En contraste con los resultados obtenidos con las células BRCE, no se observó citotoxicidad alguna cuando se trataron células RPE humanas con angiostatina humana, y no se observó destrucción interactiva alguna después de exposición a angiostatina y Lu-Tex/PDT (Figura 1B, Tabla 1). Cuando se combinó con angiostatina, Lu-Tex/PDT tenía una dosis letal (DL_{100}) de 20 J/cm^{2} para las células BRCE, mientras que Lu-Tex/PDT sola requería 40 J/cm^{2} para alcanzar el mismo efecto en las células BRCE. Estudios previos demostraron que a fluencias de 20 y 40 J/cm^{2}, la supervivencia de las células RPE es aproximadamente 43% y 21%, respectivamente.
Los datos muestran un efecto anti-proliferativo específico de la angiostatina sobre las células BRC como se demuestra por la reducción en el número de células en un ensayo de proliferación de una semana. En contraste, no se observó efecto alguno de la angiostatina en las células RPE. De acuerdo con ello, las células BRCE parecen ser otra línea de células endoteliales, junto con las células microvasculares de la corteza adrenal de los bovinos, las células capilares de la corteza adrenal de los bovinos, las células aórticas de los bovinos, las células de la vena umbilical humana y las células endoteliales microvasculares de la dermis humana (Mauceri et al. (1998) Nature 394: 287-291, Lucas et al. (1998) Blood 92: 4730-41), que es direccionada específicamente por la angiostatina. En este estudio, se utilizaron células BRCE que eran una línea endotelial capilar representativa del segmento posterior para testar el efecto anti-angiogénico de la angiostatina. El descubrimiento de que la angiostatina induce apoptosis en las células BRCE sugiere que la muerte celular podría contribuir a la reducción global del número de células. Sin embargo, se sabe poco acerca del mecanismo exacto antiangiogénico de la angiostatina (Lucas et al. (1998) Blood 92: 4730-4741).

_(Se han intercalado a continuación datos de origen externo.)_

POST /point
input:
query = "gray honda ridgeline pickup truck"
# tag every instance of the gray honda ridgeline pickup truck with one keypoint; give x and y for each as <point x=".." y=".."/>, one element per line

En resumen, los estudios demuestran que Lu-Tex/PDT y angiostatina tienen efectos citotóxicos combinados sobre las células endoteliales capilares de la retina, pero no sobre las células epiteliales pigmentadas. Sin embargo, cuando se administró angiostatina después de PDT, la combinación no potenciaba los efectos de PDT. En la combinación de angiostatina antes de Lu-Tex/PDT, una fluencia de 20 J/cm^{2} era suficiente para alcanzar prácticamente un 100% de mortalidad de BRCE. En ausencia de angiostatina, se requería una dosis de luz de 40 J/cm^{2} para alcanzar este nivel de citotoxicidad. Para la dosis de luz de 20 J/cm^{2}, la supervivencia de las células RPE después de PDT se incrementaba en un 20%. Los resultados soportan por tanto el potencial de la combinación de angiostatina con Lu-Tex/PDT para mejorar la erradicación de la CNV y reducir los efectos deletéreos sobre la RPE.
Ejemplo 2 Morfología Celular Después de PDT con Factor Antiangiogénico
Se realizaron experimentos para establecer de qué modo afecta la PDT a la morfología celular de las células BRCE y RPE. Se trataron las células y se expusieron a PDT sola o en combinación con angiostatina como se describe en el Ejemplo 1. Aunque las células aparecían gravemente deterioradas inmediatamente después de la PDT, se producía una recuperación subsiguiente en ciertas circunstancias. Una semana después de la PDT, algunas células desaparecieron, mientras que aquéllas que se mantenían recuperaron su forma de husillo y su capacidad de fijación.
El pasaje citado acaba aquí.